Hello everyone.
I am stuck on this problem for 2 days now.
I wrote my model and loaded data and started training but the accumulated loss is not changing ans so is the accuracy and I figured out that what is supposed to happen after optimize.step()
is not actually happening.
I would be very grateful if anyone can propose any solution.
It feels there are many sources of error, could you share your code?

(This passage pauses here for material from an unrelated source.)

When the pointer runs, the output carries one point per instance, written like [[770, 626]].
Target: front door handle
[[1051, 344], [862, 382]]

which part of it exactly ?
Code so it’s possible to run it and see if I could find any bug. If the code isn’t working I would try to break the code down into simpler parts to try and locate the error, how did you come to the conclusion its the optimizer.step() that’s causing it?
Edit: Or just write the code for the training part of the network? That might be enough
I tried to print the loss before and after the optimize.step() and it didnt change.
As for the code, here it is:
optimizer = optim.Adam(net.parameters(), lr=0.1)
net = conv_Net()
device = 'cuda' if torch.cuda.is_available() else 'cpu'
net = net.to(device)
net = torch.nn.DataParallel(net, device_ids=range(torch.cuda.device_count()))
cudnn.benchmark = True
loss_function=nn.CrossEntropyLoss()
for batch in trainloader:
images, labels = batch
images=images.to(device)
labels=labels.to(device)
optimizer.zero_grad()
preds = net(images)
loss = loss_function(preds,labels)
loss.backward()
optimizer.step()
total_loss += loss.item()
total_correct += get_correct(preds, labels)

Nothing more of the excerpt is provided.